Abstract
During development in the ciliate Paramecium, excess DNA interspersed throughout the germline genome is deleted to generate a new somatic genome. In this process, most of the intervening DNA is excised by a Piggybac-derived transposase, assisted by small RNAs (scnRNAs and iesRNAs) and chromatin remodelling. As the list of genes involved in DNA elimination has been growing, a need for a general approach to discover functional relationships among these genes now exists. We show that deep sequencing-based comparisons of experimentally-induced DNA retention provide a sensitive, quantitative approach to identify and analyze functional associations among genes involved in native genome editing.
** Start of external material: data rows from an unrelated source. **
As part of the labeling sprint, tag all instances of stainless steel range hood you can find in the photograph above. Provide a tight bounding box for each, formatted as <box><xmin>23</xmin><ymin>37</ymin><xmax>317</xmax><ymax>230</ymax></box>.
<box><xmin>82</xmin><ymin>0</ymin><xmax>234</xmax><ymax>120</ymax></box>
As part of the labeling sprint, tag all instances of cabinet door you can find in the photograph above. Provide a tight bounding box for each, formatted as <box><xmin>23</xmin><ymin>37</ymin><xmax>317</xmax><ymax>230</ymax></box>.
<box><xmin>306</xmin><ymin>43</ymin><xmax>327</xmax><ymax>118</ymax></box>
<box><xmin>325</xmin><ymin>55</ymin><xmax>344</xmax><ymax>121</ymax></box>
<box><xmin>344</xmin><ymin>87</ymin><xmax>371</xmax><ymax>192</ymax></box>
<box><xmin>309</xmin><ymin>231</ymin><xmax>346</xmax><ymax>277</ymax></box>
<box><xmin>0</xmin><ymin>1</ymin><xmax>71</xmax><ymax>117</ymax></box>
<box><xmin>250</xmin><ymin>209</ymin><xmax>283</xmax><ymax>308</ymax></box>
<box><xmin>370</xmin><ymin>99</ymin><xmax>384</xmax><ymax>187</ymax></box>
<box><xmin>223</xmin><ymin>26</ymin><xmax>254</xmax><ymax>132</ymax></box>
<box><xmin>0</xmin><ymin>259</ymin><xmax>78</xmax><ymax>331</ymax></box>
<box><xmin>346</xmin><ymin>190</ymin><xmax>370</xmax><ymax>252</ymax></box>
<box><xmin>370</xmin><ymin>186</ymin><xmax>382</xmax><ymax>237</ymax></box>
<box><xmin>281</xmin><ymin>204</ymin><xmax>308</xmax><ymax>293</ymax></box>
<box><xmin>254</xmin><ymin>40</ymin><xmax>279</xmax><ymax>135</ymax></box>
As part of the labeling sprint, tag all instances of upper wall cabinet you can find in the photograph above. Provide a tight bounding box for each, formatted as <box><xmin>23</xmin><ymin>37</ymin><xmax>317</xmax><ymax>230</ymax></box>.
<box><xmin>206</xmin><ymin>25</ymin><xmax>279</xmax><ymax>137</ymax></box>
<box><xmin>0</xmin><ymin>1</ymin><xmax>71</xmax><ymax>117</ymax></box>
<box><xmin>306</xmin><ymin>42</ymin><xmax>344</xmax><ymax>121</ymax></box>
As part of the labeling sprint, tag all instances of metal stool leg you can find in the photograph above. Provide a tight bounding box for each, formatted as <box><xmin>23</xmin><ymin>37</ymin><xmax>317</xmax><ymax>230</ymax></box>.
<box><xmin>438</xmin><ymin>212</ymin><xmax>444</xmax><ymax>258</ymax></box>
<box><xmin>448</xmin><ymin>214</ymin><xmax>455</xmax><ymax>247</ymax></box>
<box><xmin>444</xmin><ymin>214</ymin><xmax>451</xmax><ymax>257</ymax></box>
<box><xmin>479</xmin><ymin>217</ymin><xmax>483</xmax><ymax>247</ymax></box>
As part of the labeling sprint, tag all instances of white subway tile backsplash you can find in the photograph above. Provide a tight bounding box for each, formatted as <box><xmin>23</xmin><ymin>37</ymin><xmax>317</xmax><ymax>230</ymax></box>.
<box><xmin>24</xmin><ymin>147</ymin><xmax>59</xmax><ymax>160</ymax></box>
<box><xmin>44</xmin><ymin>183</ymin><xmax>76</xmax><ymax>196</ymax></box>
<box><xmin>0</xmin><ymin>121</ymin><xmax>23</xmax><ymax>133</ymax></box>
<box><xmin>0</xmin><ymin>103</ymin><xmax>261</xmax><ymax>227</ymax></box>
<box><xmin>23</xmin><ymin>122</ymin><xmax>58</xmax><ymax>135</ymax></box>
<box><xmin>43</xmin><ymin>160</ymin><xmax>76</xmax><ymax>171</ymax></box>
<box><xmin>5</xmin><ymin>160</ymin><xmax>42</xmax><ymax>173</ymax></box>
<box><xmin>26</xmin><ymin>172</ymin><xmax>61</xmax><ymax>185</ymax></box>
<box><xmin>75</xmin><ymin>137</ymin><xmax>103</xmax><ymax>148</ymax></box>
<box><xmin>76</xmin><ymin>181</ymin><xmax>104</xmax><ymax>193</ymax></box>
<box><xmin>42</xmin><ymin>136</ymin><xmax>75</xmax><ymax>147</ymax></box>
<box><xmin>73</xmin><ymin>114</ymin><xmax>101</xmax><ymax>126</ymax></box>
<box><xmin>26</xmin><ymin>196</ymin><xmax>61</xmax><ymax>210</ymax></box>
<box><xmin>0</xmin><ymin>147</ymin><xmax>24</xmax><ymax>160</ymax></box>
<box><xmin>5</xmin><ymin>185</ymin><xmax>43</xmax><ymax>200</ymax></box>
This reveals two functional molecular groups: (i) iesRNAs/scnRNAs, the putative Piwi- and RNA-binding Nowa1/2 proteins, and the transcription elongation factor TFIIS4; and (ii) PtCAF1 and Ezl1, two proteins involved in chromatin remodelling. Comparative analyses of silencing effects upon the largely unstudied regions comprising most developmentally eliminated DNA in Paramecium suggests a continuum between precise and imprecise DNA elimination. These findings show there is now a way forward to systematically elucidate the main components of natural eukaryotic genome editing systems.
Funder
European Research Council
European Cooperation in Science and Technology
Schweizerischer Nationalfonds zur Förderung der Wissenschaftlichen Forschung
Ministère de l’Enseignement Supérieur et de la Recherche
Agence Nationale de la Recherche
Subject
General Pharmacology, Toxicology and Pharmaceutics,General Immunology and Microbiology,General Biochemistry, Genetics and Molecular Biology,General Medicine
Cited by
15 articles.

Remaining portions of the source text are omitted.